6. Je me demande à quel point cette caractérisation de l’expérience artistique peut être étendue en-dehors de celle-ci, jusque dans les parages du politique. Je ne peux m’empêcher d’y voir une indication essentielle pour tout ce qui a trait aux processus de transformation et de production des subjectivités. Comme Félix Guattari le souligne dans un entretien sur l’art contemporain, l’expression de soi ou la possibilité de se mettre en récit implique d’en passer par « un seuil de rupture des coordonnées du monde », ce qu’il appelle un « foyer de non-discursivité ». Guattari insiste sur le fait que c’est ce point de non-sens, cette dimension d’innommable qui fait l’objet d’une attention spécifique, que c’est précisément cela qui s’élabore dans le travail de l’artiste.[12] Ce seuil participe de ce qu’il appelle le paradigme éthico-esthétique. La grande affaire de Guattari, c’est de faire transiter les sciences humaines et les sciences sociales vers des paradigmes éthico-esthétiques, de manière à ce qu’on devienne plus réceptif aux intensités non-discursives. Il soutient que cette connaissance pathique et non-discursive tend à être occultée et contournée dans la subjectivité rationaliste capitaliste.

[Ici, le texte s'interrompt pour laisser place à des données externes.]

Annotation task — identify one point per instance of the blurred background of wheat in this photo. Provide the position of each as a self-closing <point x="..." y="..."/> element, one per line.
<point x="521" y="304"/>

Dans la foulée de Guattari, je me demande donc: en quoi les expériences esthétiques se révèlent-t-elles parfois aussi chargées d’une teneur initiatique? Et en quoi celle-ci concerne-t-elle nos mises en consistance imaginales, collectives et politiques? Certaines œuvres ont le singulier pouvoir de transformer en profondeur nos perceptions du monde : elles court-circuitent les récits usuels et les schémas préétablis, pour nous plonger dans cet élément de non-discursivité qui insiste au cœur de chaque subjectivité. Pour se maintenir sur ce seuil où l’action et la passion, le sujet et l’objet tendent à se confondre, pour ouvrir et en-durer ce plan métamorphique, il faut apprendre à tracer les formes qui sauront nous enclore, le temps de se rendre disponible à la capture par les mystérieuses forces du dehors ainsi convoquées. Dans ses plus récents ouvrages, et en particulier La ragazza indicibile, Giorgio Agamben s’intéresse aux mystères d’Éleusis et rappelle que le verbe grec myen, qu’on trouve à la racine des mots « mystère » ou « mystique » et qui signifie en premier lieu « initier », désigne le fait de se clore, de garder la bouche et les yeux fermés.[13] L’immédiateté sensible de l’expérience esthétique s’accompagne ainsi chaque fois d’une opération de clôture relative – d’un geste dit mystique.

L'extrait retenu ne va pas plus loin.